A pesar de su evidente retroceso, la Inquisición demostró aún su poder instruyendo un sonado proceso a uno de los personajes ilustrados más conspicuos del momento, Pablo de Olavide, en los años 1772-1780. La reforma interna de la Iglesia presuponía la creación de seminarios para educar a los sacerdotes, a menudo ignorantes y supersticiosos, que podrían convertirse, así, en motor de progreso. La simpatía de los ilustrados hacia ellos se plasmó también en la fijación de una congrua que les podía procurar una vida digna. Hacer cumplir las reglas de las órdenes religiosas, respetando la clausura y restringiendo las actividades de los regulares hizo que se adoptaran medidas suprimiendo los conventos insuficientemente dotados, racionalizando los edificios conventuales; acabando con las disputas existentes entre ellos; regularizando las limosnas (sólo las órdenes mendicantes podrían en adelante pedir limosnas) con la creación de un Fondo Pío Beneficial (1789) que aportaría fondos al Estado para secularizar la beneficencia pública; suprimiendo órdenes obsoletas, como las destinadas a redimir cautivos, y potenciando el episcopalismo a nivel nacional. También se obligó a la Iglesia a contribuir a la milicia en relación a sus bienes (1765), se recortó el derecho de asilo a determinadas Iglesias (1773), se le prohibió editar libros sin licencia real (1773) y se obligó a las cofradías a solicitar la aprobación de la autoridad civil para intentar cortar los abusos en que frecuentemente habían incurrido.
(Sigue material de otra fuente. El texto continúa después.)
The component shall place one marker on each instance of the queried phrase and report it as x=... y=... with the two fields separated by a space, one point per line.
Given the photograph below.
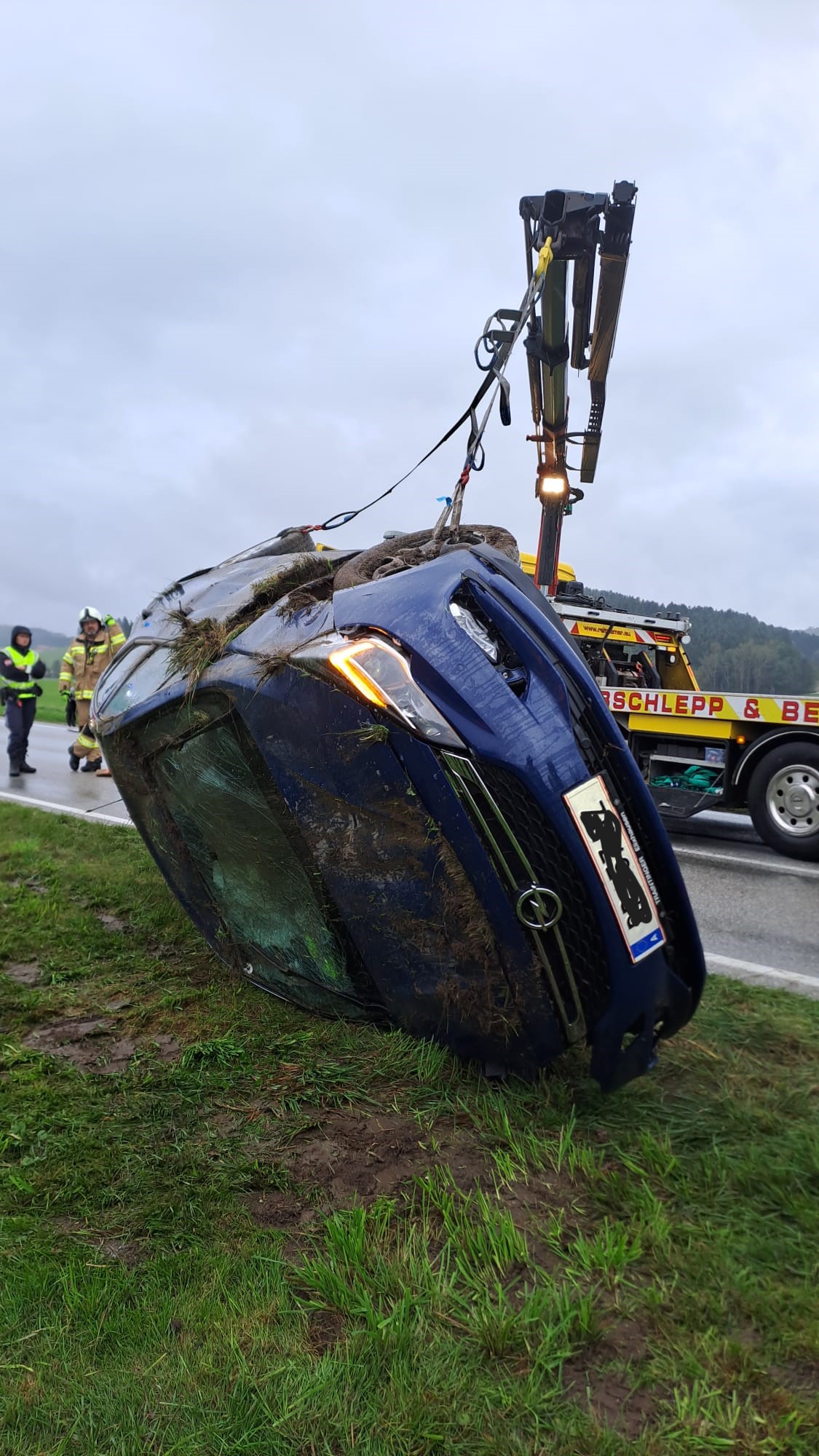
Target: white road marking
x=764 y=975
x=774 y=867
x=27 y=803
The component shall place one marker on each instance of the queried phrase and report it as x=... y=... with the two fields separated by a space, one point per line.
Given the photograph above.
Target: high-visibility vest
x=85 y=662
x=24 y=662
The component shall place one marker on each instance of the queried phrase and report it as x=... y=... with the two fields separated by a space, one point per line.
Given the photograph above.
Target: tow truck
x=698 y=751
x=695 y=749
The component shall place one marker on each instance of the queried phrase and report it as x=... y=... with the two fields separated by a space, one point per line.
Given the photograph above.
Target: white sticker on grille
x=618 y=867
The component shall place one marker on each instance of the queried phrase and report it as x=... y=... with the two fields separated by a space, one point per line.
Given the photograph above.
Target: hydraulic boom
x=563 y=229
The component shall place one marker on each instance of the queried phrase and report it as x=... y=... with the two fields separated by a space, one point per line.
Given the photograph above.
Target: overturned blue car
x=385 y=787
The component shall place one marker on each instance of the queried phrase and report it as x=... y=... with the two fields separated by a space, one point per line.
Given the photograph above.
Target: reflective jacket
x=18 y=670
x=85 y=662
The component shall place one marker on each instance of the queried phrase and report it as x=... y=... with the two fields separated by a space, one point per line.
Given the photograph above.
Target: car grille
x=545 y=890
x=602 y=758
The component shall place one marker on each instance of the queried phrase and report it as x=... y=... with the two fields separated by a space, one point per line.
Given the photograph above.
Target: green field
x=234 y=1228
x=50 y=708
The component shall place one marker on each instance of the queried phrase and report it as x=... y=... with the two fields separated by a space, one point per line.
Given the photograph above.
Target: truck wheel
x=783 y=799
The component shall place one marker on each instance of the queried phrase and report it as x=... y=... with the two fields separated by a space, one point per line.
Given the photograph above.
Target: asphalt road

La firma del Tercer Pacto de Familia (1761) le hizo intervenir en la Guerra de los Siete Años (1756-1763) que sólo le trajo problemas y la cesión a Gran Bretaña de la Florida, con el fuerte de San Agustín y la bahía de Pensacola; a Portugal le traspasó la colonia de Sacramento, con el compromiso de evacuar su territorio. Como compensación a todas estas pérdidas Francia le otorgó la Luisiana. A finales de esa década aparecieron nuevos roces con Gran Bretaña por la soberanía de las islas Malvinas, que acabaron con el envío de una expedición desde Buenos Aires que no logró recuperar el territorio. El alineamiento con Francia le hará intervenir en la guerra de los colonos ingleses rebelados contra Jorge III (1776-1783) con escenarios fundamentalmente coloniales. En esta ocasión el Tratado de Versalles (1783) procuró satisfacciones al país: recuperación de la Florida, de la colonia de Sacramento y de Menorca, aunque se vio obligada a devolver la Luisiana a Francia. Además, obtuvo de Portugal las islas africanas de Fernando Poo y Annobon, vitales en el tráfico de esclavos, y la promesa británica de abandonar sus posiciones en la bahía de Honduras y otros puntos de las Antillas. Hubo también en esta época muchas iniciativas diplomáticas en el ámbito mediterráneo: Tratado de Amistad y Comercio con Marruecos en 1767, que se vio ligeramente enturbiado por la expedición española enviada contra Argel (1775), y tratados diplomáticos similares con Turquía, Trípoli, Argel y Túnez en los años ochenta que permitieron la tranquilidad en este espacio marítimo.